No caso das novas regras do subsídio de desemprego, ontem discutidas com os parceiros sociais, o executivo já tinha assumido que entrariam em vigor este ano. Esta foi, aliás, das poucas certezas dadas pela ministra do Trabalho, Helena André, logo após a apresentação do PEC.
Mas ontem, na reunião com Pedro Passos Coelho, o importante era ter um aval do PSD. E Sócrates teve-o. O novo líder social-democrata prometeu um "quadro de estabilidade" para Portugal cumprir os seus "compromissos internacionais", em nome da "estabilização financeira".
Se neste compromisso entre o primeiro-ministro e o presidente do PSD há um sinal cooperação para os mercados - à tarde, a bolsa de Lisboa recuperou ligeiramente -, é também o princípio de um processo negocial. De cedência mútua, nas palavras de um membro da direcção social-democrata. Uma "janela de oportunidade a um entendimento", segundo uma fonte do Governo.
À reunião de ontem, proposta pelo líder do PSD, Passos levou o "plano B" que o PSD apresentou no Parlamento, de redução da despesa e combate ao desperdício, e novas propostas, que não revelou. E são essas novas medidas a negociar nos próximos tempos. Uma semana depois de o ministro da Economia, Vieira da Silva, ter dito que era uma "mão cheia de nada", Sócrates admitiu ontem que está "muito disponível" para considerar as ideias não só do PSD como "de outros partidos". E a direcção laranja está intransigente no corte no lado das despesas.

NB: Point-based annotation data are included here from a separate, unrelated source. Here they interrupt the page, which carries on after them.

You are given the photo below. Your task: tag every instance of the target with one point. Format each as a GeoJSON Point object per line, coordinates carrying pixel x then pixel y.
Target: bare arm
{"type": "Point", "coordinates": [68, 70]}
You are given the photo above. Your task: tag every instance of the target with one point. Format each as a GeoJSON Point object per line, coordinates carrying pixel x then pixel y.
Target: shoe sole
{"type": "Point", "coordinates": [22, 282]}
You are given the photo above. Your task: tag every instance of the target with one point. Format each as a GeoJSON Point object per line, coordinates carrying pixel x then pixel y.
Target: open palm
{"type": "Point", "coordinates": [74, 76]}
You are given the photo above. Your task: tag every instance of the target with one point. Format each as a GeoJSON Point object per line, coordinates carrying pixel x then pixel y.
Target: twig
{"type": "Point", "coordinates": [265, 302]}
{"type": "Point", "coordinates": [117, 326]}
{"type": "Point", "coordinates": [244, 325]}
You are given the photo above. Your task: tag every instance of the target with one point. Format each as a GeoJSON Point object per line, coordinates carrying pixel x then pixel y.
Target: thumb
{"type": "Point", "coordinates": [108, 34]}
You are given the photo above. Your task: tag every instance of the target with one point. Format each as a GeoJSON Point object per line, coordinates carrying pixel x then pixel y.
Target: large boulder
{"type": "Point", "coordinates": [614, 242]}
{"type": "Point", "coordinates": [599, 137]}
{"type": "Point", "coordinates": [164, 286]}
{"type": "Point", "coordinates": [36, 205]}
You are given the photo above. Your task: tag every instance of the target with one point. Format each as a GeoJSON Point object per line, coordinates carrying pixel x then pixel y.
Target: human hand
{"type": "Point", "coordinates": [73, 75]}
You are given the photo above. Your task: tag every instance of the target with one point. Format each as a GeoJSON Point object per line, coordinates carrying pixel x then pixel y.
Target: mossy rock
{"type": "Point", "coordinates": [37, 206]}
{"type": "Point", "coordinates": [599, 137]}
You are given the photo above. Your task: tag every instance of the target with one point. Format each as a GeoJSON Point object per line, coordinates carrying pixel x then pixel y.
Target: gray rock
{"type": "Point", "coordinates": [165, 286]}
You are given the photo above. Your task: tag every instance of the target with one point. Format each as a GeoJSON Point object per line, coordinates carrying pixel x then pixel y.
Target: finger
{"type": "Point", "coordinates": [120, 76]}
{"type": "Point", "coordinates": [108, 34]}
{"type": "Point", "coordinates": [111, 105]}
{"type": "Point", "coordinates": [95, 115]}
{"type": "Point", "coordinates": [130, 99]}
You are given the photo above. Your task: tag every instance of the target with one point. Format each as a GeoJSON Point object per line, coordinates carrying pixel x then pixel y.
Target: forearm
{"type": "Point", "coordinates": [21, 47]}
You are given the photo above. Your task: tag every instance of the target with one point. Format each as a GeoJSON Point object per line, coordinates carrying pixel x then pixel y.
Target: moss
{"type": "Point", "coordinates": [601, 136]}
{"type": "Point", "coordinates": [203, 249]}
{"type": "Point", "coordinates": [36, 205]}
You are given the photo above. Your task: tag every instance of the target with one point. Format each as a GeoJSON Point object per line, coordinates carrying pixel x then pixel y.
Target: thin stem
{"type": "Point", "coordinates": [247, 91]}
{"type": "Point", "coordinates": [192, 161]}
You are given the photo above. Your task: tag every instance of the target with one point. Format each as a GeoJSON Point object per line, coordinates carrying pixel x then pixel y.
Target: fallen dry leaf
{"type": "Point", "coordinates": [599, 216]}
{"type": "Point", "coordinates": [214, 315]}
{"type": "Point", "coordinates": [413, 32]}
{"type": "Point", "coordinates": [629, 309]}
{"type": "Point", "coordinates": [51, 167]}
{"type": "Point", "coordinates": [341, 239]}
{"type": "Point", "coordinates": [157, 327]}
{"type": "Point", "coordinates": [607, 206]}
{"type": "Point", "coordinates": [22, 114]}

A convicção, no Governo e nos sociais-democratas, é que estas serão as primeiras medidas. E que outras virão e poderão também atingir, por exemplo, a administração local, a ser chamada a fazer "sacrifícios". Outro dossier para ser negociado é o das mais-valias bolsistas: o executivo propôs uma taxação de 20 por cento, mas o PSD admite discutir um valor mais baixo, dentro da média europeia (14 por cento).
"Crise" em Belém
De São Bento, José Sócrates foi ao Palácio de Belém para a habitual audiência semanal, antecipada um dia devido à visita do Presidente de Moçambique. Mas desta vez não esteve sozinho. O ministro das Finanças também foi para explicar as medidas. Regressado de uma visita a Angola, Teixeira dos Santos já estivera de manhã em São Bento para uma reunião com Sócrates e o ministro da Presidência, Pedro Silva Pereira, antes do encontro com Passos Coelho.
No Parlamento, o líder parlamentar do PS, Francisco Assis, mostrou-se satisfeito com o compromisso alcançado, sem afastar outras convergências. "Esperamos que outros líderes partidários possam acompanhar esse esforço apesar das divergências."
Se na Assembleia Sócrates teve a garantia de que contaria com o apoio do PSD para algumas das medidas do PEC, o Governo ainda não desistiu de ter o acordo dos sindicatos e dos patrões nas medidas de carácter social.
Contudo, a julgar pelas declarações de ontem à noite, no final da reunião da concertação social - em que a ministra do Trabalho anunciou que iria impor um limite máximo ao subsídio de desemprego para os trabalhadores que recebiam salários "médios e altos" -, só os patrões e a UGT poderão ficar ao lado do Governo. A CGTP deixou claro que nunca subscreverá uma proposta que "reduz o subsídio de desemprego e os salários oferecidos aos desempregados".